MARIANNE SHAUGHNESSY: Ah. Lifeguards, were you?
MS. HUDGENS: Well, close to it, yes.
MARIANNE SHAUGHNESSY: However, it’s very important for
the professional nurse to maintain a professional
demeanor, and make sure that the questions
that she’s asking patients, the responses
that she’s recording, and additional questions
that she’s asking stay within the realm of
professional nursing practice.
MS. HUDGENS: My husband said
that there’s a spot on my back that looks a little funny. I’ve had other moles
taken off before and they were never
cancerous, but I just wanted to have that checked out.
The baccalaureate prepared nurse has advanced
skills in terms of capturing depth of information. For example, when this
morning’s patient told me that she had a history
of sun exposure, and now had a lesion
of concern on her back, that led to probing
questions about the history of early sun exposure
and prior mole identification and removal. Also looking for
pathologies of lesions that had been
removed in the past. Let’s talk a little bit
about the mole on your back. Do you have– you
mentioned that you had some moles removed previously.
MS. HUDGENS: Yes.
MARIANNE SHAUGHNESSY: And how long ago are we talking?
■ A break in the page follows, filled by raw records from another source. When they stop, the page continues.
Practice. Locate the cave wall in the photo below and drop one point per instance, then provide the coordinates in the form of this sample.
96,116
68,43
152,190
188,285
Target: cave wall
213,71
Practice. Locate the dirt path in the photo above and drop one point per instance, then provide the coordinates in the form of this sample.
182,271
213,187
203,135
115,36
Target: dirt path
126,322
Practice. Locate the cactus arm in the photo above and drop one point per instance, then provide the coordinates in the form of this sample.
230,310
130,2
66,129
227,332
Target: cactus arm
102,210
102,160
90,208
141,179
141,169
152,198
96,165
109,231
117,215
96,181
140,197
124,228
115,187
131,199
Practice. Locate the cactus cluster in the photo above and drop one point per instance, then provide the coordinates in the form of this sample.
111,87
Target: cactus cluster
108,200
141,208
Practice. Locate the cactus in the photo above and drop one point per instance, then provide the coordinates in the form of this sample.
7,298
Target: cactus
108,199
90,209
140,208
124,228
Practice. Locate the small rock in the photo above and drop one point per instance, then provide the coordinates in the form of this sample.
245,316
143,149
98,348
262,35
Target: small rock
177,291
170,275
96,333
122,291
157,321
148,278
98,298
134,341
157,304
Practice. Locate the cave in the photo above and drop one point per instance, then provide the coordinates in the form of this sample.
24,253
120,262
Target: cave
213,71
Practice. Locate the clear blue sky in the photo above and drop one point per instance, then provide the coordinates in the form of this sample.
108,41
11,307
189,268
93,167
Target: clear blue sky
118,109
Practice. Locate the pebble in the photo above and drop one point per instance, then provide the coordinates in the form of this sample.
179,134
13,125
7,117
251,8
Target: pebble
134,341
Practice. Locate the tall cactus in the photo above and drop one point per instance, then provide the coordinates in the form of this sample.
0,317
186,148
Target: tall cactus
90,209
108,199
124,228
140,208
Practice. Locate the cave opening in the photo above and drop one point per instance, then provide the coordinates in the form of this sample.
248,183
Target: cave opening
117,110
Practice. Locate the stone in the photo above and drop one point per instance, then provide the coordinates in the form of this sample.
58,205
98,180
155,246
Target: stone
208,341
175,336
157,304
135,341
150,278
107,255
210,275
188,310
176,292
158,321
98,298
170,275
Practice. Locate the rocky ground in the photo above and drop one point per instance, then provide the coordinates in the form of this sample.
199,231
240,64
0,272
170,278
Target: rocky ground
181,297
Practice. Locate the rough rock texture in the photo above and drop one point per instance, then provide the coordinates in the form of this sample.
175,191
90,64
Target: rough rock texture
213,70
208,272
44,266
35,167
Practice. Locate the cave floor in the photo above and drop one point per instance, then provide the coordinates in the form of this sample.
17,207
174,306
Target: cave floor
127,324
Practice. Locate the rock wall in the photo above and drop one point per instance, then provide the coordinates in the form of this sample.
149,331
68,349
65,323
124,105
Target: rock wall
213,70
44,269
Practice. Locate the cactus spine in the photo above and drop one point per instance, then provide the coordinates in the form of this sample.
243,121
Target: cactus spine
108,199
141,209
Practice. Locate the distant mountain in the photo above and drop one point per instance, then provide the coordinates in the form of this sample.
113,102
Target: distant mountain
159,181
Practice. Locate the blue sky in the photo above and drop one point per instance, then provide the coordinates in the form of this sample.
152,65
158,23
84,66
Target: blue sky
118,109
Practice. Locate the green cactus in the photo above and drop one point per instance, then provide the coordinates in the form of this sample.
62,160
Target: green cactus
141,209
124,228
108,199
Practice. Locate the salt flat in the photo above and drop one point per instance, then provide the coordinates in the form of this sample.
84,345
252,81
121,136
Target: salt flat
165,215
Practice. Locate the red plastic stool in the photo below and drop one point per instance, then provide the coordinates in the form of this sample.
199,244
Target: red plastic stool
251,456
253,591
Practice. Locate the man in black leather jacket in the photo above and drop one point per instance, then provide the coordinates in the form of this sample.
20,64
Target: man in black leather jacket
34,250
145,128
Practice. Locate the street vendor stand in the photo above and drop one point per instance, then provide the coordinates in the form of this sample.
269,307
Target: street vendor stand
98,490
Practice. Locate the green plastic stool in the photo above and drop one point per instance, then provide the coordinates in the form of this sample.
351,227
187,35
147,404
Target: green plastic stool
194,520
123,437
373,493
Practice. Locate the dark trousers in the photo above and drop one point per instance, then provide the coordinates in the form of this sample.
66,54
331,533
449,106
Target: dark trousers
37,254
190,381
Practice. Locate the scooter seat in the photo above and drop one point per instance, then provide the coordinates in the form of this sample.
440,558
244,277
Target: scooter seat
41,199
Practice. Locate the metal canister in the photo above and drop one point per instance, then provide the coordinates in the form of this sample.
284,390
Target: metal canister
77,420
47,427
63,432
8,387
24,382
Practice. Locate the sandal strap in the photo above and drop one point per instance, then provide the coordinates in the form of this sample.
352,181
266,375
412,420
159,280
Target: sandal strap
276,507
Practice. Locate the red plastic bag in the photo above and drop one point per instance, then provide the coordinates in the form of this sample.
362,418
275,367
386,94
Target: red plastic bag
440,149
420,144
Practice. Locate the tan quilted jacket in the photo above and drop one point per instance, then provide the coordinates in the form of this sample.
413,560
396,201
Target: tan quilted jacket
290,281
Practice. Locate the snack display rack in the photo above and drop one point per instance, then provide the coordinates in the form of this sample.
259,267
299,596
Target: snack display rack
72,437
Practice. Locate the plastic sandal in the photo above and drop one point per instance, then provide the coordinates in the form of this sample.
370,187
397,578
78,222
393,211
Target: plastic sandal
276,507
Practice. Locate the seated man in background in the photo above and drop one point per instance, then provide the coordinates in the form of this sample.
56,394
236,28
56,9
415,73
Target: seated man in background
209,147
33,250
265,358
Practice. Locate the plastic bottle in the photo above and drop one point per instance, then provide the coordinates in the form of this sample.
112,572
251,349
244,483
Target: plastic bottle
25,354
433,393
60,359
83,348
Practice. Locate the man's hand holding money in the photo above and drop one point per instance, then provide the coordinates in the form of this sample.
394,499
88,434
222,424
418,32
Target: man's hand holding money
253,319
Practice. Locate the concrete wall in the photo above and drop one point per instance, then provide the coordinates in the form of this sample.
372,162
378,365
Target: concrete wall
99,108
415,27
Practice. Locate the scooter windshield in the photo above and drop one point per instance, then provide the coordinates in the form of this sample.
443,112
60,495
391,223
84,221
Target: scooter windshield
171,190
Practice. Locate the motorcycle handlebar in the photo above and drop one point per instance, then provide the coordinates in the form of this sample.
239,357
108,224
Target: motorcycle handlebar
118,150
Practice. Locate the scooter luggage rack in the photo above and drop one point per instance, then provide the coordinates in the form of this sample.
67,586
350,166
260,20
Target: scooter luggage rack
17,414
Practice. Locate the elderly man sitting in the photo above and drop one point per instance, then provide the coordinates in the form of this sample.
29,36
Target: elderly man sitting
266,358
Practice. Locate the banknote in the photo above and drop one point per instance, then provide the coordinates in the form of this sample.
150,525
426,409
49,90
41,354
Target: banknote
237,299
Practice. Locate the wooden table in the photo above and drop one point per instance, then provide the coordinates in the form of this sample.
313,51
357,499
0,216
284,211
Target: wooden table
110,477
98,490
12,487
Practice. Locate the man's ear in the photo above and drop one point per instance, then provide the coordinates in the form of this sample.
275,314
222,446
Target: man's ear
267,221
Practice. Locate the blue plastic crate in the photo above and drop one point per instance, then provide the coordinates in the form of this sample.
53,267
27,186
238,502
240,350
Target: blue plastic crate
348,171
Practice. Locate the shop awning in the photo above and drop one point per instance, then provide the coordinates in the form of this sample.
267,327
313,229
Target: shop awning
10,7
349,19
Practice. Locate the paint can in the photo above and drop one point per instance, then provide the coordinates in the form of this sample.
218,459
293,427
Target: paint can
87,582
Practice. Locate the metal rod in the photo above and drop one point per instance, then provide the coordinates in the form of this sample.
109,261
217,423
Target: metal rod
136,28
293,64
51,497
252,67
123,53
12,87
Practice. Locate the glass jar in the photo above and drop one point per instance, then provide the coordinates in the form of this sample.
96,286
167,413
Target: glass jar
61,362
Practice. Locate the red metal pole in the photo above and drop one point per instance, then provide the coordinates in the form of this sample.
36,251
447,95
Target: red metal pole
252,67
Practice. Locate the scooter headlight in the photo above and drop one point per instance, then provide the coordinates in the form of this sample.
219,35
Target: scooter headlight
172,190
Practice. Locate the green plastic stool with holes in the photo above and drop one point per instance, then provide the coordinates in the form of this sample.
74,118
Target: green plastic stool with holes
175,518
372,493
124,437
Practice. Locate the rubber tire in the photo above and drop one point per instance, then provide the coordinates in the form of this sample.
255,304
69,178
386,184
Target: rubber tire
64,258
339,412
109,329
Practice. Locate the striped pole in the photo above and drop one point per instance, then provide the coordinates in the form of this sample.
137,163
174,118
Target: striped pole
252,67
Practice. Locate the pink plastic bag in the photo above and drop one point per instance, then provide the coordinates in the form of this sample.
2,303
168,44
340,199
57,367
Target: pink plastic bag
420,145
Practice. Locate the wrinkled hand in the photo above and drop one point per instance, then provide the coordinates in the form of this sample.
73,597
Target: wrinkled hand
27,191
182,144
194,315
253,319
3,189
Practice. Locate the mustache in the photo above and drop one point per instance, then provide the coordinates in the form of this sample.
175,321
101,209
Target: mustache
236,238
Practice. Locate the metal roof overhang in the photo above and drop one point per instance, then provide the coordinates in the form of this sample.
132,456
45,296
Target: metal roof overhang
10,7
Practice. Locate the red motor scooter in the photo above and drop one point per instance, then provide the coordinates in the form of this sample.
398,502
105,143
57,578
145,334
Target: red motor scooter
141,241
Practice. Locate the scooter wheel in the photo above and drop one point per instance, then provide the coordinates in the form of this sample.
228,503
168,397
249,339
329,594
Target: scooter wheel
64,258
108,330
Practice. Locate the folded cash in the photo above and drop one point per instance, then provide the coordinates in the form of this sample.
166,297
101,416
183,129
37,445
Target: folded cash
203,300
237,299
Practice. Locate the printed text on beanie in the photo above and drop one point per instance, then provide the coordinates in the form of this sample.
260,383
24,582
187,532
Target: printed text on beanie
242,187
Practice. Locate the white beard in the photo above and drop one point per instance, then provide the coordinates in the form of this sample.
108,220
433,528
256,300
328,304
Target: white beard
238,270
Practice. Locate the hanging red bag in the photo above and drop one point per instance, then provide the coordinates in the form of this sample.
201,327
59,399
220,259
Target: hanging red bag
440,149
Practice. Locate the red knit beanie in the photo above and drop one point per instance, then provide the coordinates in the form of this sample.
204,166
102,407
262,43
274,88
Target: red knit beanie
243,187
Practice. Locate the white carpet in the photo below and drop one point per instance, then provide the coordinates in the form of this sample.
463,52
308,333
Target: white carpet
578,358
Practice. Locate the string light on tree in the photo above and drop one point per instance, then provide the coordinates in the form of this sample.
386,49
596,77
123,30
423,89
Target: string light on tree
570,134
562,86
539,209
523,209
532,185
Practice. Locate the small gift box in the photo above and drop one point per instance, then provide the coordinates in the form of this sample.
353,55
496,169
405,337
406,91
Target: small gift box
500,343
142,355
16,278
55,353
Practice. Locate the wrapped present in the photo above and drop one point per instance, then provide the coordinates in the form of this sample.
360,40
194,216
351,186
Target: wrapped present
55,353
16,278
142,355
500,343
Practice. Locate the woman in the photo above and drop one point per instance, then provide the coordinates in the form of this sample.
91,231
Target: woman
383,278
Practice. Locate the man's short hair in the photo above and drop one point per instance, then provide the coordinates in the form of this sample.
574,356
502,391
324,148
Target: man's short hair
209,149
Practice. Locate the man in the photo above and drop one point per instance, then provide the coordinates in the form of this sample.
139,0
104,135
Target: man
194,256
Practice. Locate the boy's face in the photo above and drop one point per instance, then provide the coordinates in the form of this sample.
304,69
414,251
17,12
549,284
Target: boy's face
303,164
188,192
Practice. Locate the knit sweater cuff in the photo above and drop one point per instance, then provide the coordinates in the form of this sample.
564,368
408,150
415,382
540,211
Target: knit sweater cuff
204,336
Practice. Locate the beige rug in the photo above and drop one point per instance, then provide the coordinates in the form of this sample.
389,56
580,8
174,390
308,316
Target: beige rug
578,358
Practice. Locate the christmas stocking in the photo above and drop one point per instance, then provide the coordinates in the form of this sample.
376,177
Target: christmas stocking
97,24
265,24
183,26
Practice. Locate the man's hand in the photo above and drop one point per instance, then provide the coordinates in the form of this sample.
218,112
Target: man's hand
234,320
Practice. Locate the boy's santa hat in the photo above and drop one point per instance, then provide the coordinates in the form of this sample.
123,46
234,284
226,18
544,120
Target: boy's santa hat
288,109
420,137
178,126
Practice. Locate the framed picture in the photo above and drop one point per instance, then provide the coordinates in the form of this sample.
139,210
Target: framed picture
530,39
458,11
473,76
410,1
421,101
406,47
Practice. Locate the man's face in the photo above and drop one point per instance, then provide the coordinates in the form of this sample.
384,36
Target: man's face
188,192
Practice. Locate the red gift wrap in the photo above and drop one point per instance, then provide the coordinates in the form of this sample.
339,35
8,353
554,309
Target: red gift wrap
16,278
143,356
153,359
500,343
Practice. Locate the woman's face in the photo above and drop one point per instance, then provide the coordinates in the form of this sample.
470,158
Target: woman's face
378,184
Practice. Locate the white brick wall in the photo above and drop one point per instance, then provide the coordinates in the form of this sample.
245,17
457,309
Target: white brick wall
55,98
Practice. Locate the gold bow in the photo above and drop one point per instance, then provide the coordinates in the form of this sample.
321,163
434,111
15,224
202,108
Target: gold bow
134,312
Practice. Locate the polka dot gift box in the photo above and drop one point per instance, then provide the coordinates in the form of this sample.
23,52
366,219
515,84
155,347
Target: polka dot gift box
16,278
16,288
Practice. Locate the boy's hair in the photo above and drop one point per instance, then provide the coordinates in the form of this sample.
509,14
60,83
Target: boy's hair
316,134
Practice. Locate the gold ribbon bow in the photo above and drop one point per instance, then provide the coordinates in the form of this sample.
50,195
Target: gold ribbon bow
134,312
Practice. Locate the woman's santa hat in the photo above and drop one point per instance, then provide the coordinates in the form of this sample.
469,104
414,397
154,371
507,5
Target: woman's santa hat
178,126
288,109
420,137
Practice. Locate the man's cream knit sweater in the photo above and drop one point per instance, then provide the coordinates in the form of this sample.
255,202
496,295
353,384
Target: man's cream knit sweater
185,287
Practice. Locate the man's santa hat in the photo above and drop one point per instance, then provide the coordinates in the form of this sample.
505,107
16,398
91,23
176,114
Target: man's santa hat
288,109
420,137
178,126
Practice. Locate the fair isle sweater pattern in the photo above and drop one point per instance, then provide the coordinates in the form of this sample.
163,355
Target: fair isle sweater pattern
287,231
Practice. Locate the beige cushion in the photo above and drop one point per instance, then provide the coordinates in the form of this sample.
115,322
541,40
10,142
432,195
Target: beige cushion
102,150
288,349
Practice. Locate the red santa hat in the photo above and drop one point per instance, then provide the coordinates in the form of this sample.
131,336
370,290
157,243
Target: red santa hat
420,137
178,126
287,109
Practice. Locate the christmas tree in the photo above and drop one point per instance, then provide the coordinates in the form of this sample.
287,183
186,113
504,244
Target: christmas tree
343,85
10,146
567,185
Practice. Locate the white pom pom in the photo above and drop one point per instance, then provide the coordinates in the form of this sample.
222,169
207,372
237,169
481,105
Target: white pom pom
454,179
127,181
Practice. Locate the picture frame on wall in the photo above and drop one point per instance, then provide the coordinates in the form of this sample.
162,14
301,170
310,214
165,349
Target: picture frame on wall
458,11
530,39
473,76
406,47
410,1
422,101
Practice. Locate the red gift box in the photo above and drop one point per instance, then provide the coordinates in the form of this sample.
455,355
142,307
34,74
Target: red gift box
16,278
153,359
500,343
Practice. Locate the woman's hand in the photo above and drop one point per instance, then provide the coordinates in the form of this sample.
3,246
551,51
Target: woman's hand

MS. HUDGENS: I had one removed off of my leg just about four years ago.
MARIANNE SHAUGHNESSY: Mmhm. And the pathology on that, do you–?
MS. HUDGENS: They said it was fine. There was no problems with it.
MARIANNE SHAUGHNESSY: OK.
MS. HUDGENS: But my sister does have– did have a history of
melanoma, and so I’m always worried about it.
MARIANNE SHAUGHNESSY: OK. Let’s talk a little bit about your sun exposure.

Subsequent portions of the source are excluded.